Alexander Hamilton was a signer of the United States Constitution, and aide to George Washington during the American Revolution and the first Secretary of the Treasury. He was born on January 11, 1757 in Charlestown on the island of Nevis in the West Indies. In 1769 he was apprenticed to a storekeeper after the death of his parents. A friend, who was a minister, lent him money for his journey to American. In 1772 Hamilton arrived in America and attended King's College a year later. He left college when the Revolutionary War began and enlisted in the Continental Army. He was given the position of captain of artillery. Hamilton fought in the battles of Princeton, White Plains, Trenton and Yorktown. After three years of being an aide to Washington, Hamilton was given command of a New York infantry.
Hamilton left the army right after the war ended and went on to study law. The New York legislature chose him as a delegate to the 1st and 2nd Continental Congress. He was a major leader at the Annapolis Convention of 1786 and attended the Constitutional Convention a year later. Hamilton was in favor of an elected president, similar to England's king, who would keep his office until death. He believed that a government of rich, power men was best. His philosophy was strongly opposed and discarded yet he still signed the United States Constitution. Along with James Madison and John Jay, he wrote the series "The Federalist." These articles pushed for a new government.
In 1789 Hamilton was appointed the first Secretary of Treasury by President Washington. He kept the new nation on a steady financial basis. During this time, he began to have conflicts with Thomas Jefferson, who was Secretary of State.

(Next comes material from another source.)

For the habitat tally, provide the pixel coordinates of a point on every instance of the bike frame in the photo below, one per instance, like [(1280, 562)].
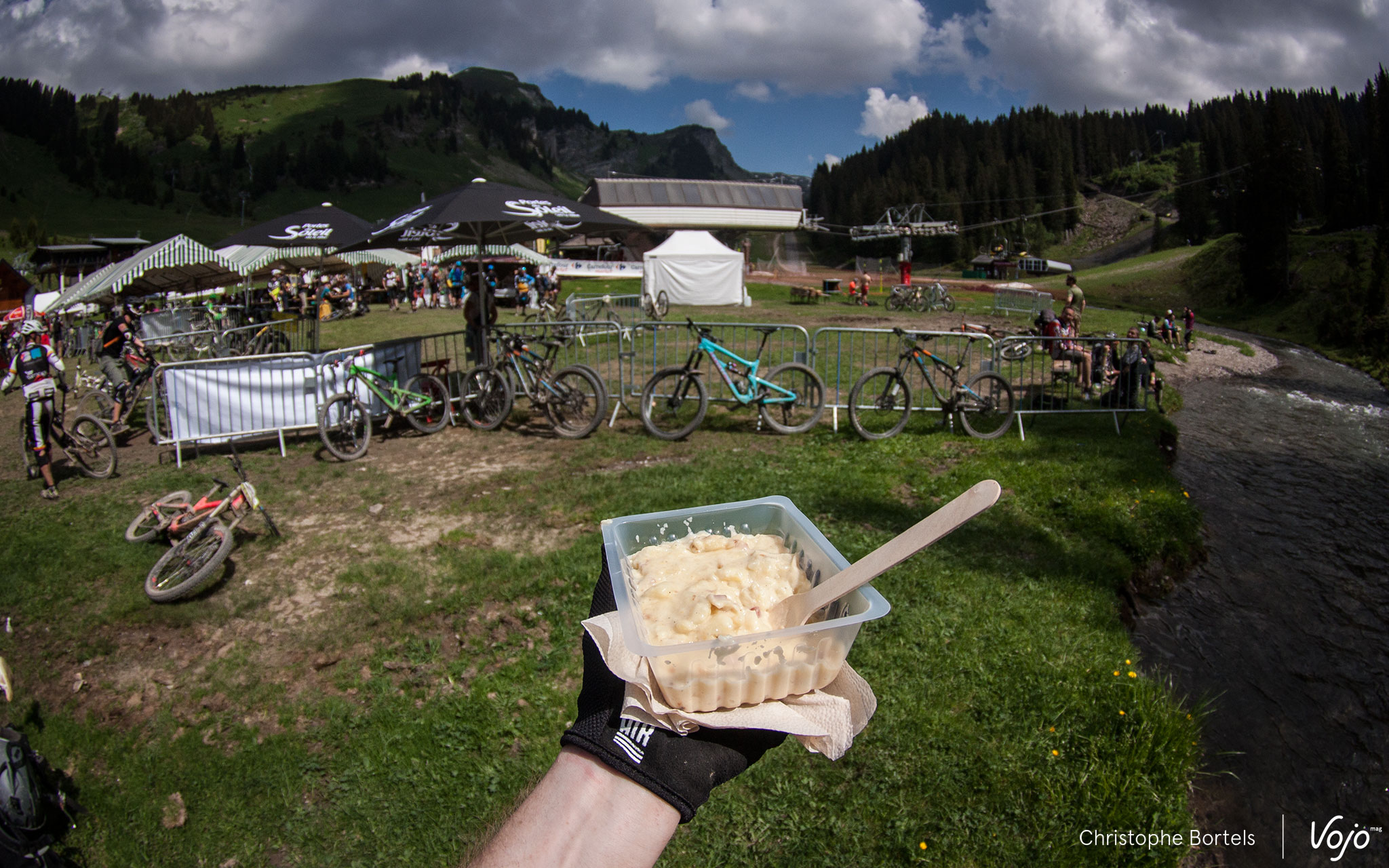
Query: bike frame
[(714, 351), (388, 388), (952, 372)]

Their arguments led to the establishment of political parties, with Hamilton leading the Federalists and Jefferson with and Democratic-Republican. He returned to law in 1795 after leaving Washington's cabinet. When England and France went to war, the U.S. eventually became involved in the 1790s. Hamilton was given the position of major general by President John Adams. During the political campaign of 1804, Hamilton made unfavorable remarks about Vice President Aaron Burr. Burr then challenged him to a duel. The duel took place by the Hudson River, close to Weehawken, New Jersey. Hamilton received a fatal gunshot wound and died the next day on July 12, 1804.